Mas, ao mesmo tempo, Madre Teresa manifesta uma consciência ímpar: sua participação na obra redentora de Cristo que assume o abandono da cruz como experiência de solidariedade com todos os pecadores e distantes de Deus “Quero viver neste mundo tão distante de Deus e que virou as costas à luz de Jesus, para ajudar as pessoas, tomando sobre mim algo do seu sofrimento”. Toda mística verdadeira pressupõe esta dilacerante experiência do ateísmo, vivido como distância de Deus. Não existe outra maneira de se cultivar a presença de Deus do que se exercitar no desejo de tal proximidade por entre os escombros angustiantes de sua distância e ausência.

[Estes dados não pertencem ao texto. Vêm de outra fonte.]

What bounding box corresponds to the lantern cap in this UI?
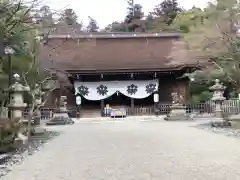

Os místicos vivem, portanto, numa proximidade inusitada com aqueles que sofrem na pele a angústia do abandono de Deus. Ambos experimentam de maneira singular a vertigem de lançar-se no fundo. É quanto exprime Madre Teresa, em uma de suas cartas a seu pai espiritual: “Estive a ponto de dizer Não… Sinto-me como se algo um dia ou outro devesse despedaçar-se em mim. […] Ora por mim, para que eu não recuse Deus nesta hora. Não o quero, mas temo poder fazê-lo”.

A partir do conteúdo de suas cartas espirituais, Madre Teresa se nos afigura como uma mulher excepcional. Ela transfigurou sua sede de Deus numa incansável busca de solidariedade com Seus filhos e filhas preferidos, os pobres mais pobres. Nela, portanto, não se percebe nenhum ranço de separação, e muito menos de contraposição, entre pobreza material e pobreza espiritual. Ela nos recorda que somente um despojamento interior vivido na mais profunda radicalidade é capaz de propiciar uma solidariedade efetiva para com os pobres e desvalidos deste mundo. E nos ensina ainda que é no cuidado solidário para com os mais pobres que se aguça a sede de Deus e que se intensifica o desejo Dele.

E assim fazendo, ela se nos revela como uma mulher profundamente solidária com os homens e as mulheres de seu tempo. Encontramo-nos, na verdade, divididos entres aqueles que vivem a angústia da crise de sentido e aqueles que se sentem anestesiados pelo “excesso de crença”. Talvez o maior legado de Madre Teresa consista no testemunho de uma intrínseca reciprocidade entre desejo de Deus e solidariedade efetiva para com suas criaturas mais frágeis. Diante deste testemunho de singular experiência humana e espiritual, cabe-nos, afinal, a pergunta: por que insistir em reduzir os santos e santas a meros dispensadores de benefícios e graças, ou a personagens que estão aí apenas para nos dar bom exemplo?